The figures are also likely to shed more light on the ecological benefits of cities, where pollution is often higher.

The Centre for Biological Diversity, a conservation group, has highlighted the issue.

It said the cuts were part of a “policy blitz” in which the federal government wants to push for a “free market model” that sees less regulation.

Here’s what the centre says about the issue.

Image copyright AFP Image caption The millions of trees taken out of the ground is part of the policy blitz

18 cities alone removed 1.5m trees

The Trump administration has pushed forward a number of extreme conservationist policies, including shrinking national monuments and sending the National Park Service back to a system that requires all of its decisions to be made through public review and comment.

The federal government’s on track to remove more than 3m trees from the national landscape in this president’s first term alone, nearly double the total removed in the previous four presidents. This includes seven city-level tree removals last year alone.

“Dealing with forest management is one of the last paradigms of a regulated economy.

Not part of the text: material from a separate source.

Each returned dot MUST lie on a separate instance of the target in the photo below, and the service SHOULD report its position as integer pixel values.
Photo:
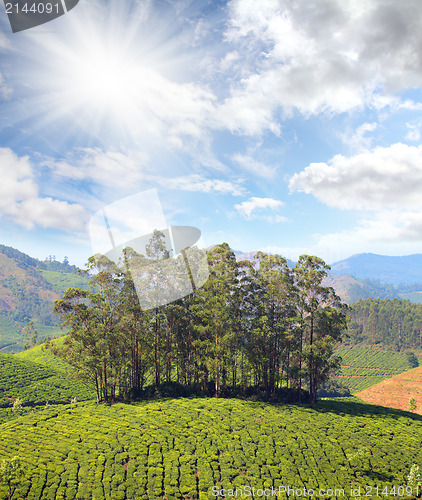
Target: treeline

Trump wants to tear down our regulatory frameworks in this space. If you reduce investment in the ecosystem, then some of those processes can be cut back,” said Ben Scott, forest policy analyst at the centre.

Image copyright Flickr user In-situ Image caption Doing away with regulation and moving to a free market model could be bad for natural resources

55% reduction in urban forest in the past seven years

In total, cities have reduced the urban forest on their land by 55% since 2011.

It wasn’t all bad news, however: when the Centre for Biological Diversity did a home audit for Americans, it found 43% of trees on private lands were trimmed or removed in the past year.

Changes to local zoning regulations made possible through the private property right to bare land have cut nearly 15% of trees on the national park in 1984 from 2000 levels.

Image copyright Wikipedia Image caption Urbanisation is a global issue with an impact of 2.5 billion people on its route

Traffic congestion and air pollution

Massive urbanisation is a massive problem. Cities are projected to grow by more than 2.5 billion people over the next 20 years. That’s more than the population of the entire United States.

Whether in the form of roads or rapid expansion of city centres, more people is always good news for air pollution.

Most of the air pollution in US cities comes from the combustion of fossil fuels for power generation, heating and heating homes and the manufacture of synthetic materials such as tires.

The Centre for Biological Diversity says these emissions have declined in recent years thanks to strict regulation, but urban redevelopment would continue to undermine regulations.

Keep looking after your trees

Image copyright Getty Images Image caption Cities need to make a concerted effort to keep soil, trees and other natural resources in check

“You want to have proper rules and regulations and build community. These are the things that will keep your soils, tree canopy and other natural resources in check,” Mr Scott said.

Turning a blind eye to trees, he said, could lead to congestion, fires and heat waves.

Changing policies is a long, hard battle, he added.

“We have lost 30% of our woodland in the last two decades. It’s hard to reverse these trends.”